Minnesota Care has an annual $10,000 limit on inpatient hospital care, with a 10 percent co-payment. GAMC has no inpatient hospital care limit and no co-payments for inpatient stays.
Unlike GAMC, Minnesota Care also has a monthly premium, calculated on a sliding scale based on income, starting at $4 a month. Enrollees will be given a several month grace period, but will then need to make payments to keep their coverage.
Heying says she expects many people will lose coverage because of unpaid premiums.
“Many of the folks that we work with are transient because of being precariously housed or homeless,” she said. “So, if they miss the paperwork that could seriously jeopardize their coverage.”

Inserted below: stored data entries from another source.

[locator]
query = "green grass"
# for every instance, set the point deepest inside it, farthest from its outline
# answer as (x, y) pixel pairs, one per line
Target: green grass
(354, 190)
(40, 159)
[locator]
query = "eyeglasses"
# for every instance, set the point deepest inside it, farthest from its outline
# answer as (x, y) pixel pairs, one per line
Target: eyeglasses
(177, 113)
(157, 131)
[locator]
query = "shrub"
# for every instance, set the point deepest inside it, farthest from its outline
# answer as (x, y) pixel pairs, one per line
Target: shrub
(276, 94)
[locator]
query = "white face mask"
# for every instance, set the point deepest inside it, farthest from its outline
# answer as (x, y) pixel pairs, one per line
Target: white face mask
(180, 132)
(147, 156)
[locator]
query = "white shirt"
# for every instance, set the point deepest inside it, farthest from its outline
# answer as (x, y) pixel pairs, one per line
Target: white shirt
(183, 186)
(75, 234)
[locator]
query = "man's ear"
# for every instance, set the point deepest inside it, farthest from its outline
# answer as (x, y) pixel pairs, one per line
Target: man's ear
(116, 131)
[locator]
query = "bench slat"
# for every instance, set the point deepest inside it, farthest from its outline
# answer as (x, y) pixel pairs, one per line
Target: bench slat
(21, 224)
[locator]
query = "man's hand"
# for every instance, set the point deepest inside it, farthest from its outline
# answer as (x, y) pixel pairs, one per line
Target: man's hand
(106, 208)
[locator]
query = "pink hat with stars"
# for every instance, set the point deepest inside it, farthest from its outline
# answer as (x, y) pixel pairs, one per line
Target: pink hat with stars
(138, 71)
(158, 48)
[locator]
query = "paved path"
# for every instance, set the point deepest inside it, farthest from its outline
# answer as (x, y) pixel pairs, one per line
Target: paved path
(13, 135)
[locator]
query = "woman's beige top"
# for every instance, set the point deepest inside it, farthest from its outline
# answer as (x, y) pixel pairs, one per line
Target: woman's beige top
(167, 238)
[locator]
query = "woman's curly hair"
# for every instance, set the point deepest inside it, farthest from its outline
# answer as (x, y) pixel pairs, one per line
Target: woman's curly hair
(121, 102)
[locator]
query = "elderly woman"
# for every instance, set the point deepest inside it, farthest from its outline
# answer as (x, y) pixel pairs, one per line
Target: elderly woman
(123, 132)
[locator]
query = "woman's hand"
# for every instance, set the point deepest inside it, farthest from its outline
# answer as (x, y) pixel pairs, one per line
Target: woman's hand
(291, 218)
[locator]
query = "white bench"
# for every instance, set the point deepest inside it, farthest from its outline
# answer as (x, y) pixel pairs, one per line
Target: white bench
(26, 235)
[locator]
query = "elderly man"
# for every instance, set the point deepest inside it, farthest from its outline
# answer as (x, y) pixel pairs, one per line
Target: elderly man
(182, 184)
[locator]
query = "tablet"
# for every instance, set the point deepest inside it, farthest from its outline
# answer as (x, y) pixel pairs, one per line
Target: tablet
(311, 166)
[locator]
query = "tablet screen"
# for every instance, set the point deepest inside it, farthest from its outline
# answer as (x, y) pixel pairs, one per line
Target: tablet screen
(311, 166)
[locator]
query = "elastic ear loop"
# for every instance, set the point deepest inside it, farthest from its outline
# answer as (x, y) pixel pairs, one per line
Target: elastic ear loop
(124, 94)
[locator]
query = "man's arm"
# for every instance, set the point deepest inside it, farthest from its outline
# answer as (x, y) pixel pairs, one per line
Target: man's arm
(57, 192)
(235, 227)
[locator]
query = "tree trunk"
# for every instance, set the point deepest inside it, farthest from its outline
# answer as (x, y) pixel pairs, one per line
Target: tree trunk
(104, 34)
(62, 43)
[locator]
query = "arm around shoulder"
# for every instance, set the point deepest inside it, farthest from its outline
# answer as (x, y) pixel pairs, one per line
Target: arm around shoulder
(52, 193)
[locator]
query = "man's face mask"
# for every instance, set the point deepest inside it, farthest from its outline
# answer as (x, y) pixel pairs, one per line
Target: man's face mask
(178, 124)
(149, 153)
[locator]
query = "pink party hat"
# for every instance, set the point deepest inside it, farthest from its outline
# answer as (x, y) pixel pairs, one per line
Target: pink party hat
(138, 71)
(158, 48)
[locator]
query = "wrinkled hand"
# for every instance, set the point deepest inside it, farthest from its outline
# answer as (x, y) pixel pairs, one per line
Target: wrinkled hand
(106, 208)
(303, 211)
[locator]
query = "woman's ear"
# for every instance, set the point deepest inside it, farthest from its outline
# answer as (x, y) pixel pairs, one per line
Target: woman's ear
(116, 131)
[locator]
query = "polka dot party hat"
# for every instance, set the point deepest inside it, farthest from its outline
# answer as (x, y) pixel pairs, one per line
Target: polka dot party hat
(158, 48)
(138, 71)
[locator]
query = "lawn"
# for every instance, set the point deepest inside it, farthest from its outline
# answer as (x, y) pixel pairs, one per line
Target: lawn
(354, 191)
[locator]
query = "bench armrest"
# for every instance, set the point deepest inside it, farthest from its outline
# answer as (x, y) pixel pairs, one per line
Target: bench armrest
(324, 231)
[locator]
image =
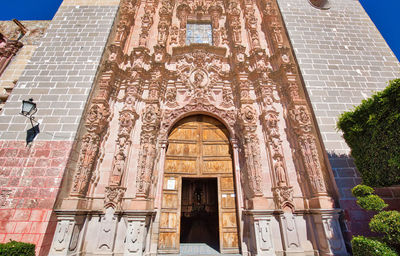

Minnesota Care has a $3 co-payment for both generic and name brand medications. Under GAMC, enrollees pay $1 for generic medications and $3 for name brand medications. GAMC caps co-payments at $7 a month to keep costs down for people taking several medications. The plan also waives co-payments for several psychiatric medications.
Although the differences in premium expenses and co-payments might seem minimal, advocates say the costs could add up quickly for low-income adults.
Many GAMC enrollees are unemployed and survive on $203 in monthly welfare assistance. Under current GAMC coverage, a person who took 3 name brand medications and 2 generic medications would pay $7 a month.
If the same person enrolled in Minnesota Care, the medications would cost $15. The $4 monthly premium would bring costs to $19, or 9 percent of a single adult welfare recipient’s total income.
“There’s a reason they’re not on Minnesota Care to begin with,” said Liz Kuoppala, executive director of the Minnesota Coalition for the Homeless. “It’s because they don’t have the money to pay for these premiums. It’s just not a program designed to help this group of people.”
Hi Marissa,
you are correct that all the GAMC participants as of March 1, 2010 will be automatically transferred. Thanks for catching that.
When our Commissioner of Health, Sanni Magnan, was confronted with this survey she replied,”It’s helpful when we shine a light like this. We need to renew our efforts”. What? This news should not be new to her. Where has our number one health advocate for Minnesota’s most vulnerable been durring the budget fiasco with GAMC defunded and the resulting backlog waiting for Minnesota Care? What would it be like if we had a Health Commissioner that actually offered leadership on these issues instead of falling asleep at the wheel? Has our Health Commissioner offered one suggestion on how to deal with the adverse health risks inherent in the 50 percent increase in child poverty occurring in the last three years? Has she tackled the growing problem of inadequate immunization with nearly one quarter of our children under vaccinated? What if we had an activist Health Commissioner that met these problems head on? Or would that be too much reality for a Pawlenty Administration to acknowledge, perhaps reflecting on their cumulitive policy failures?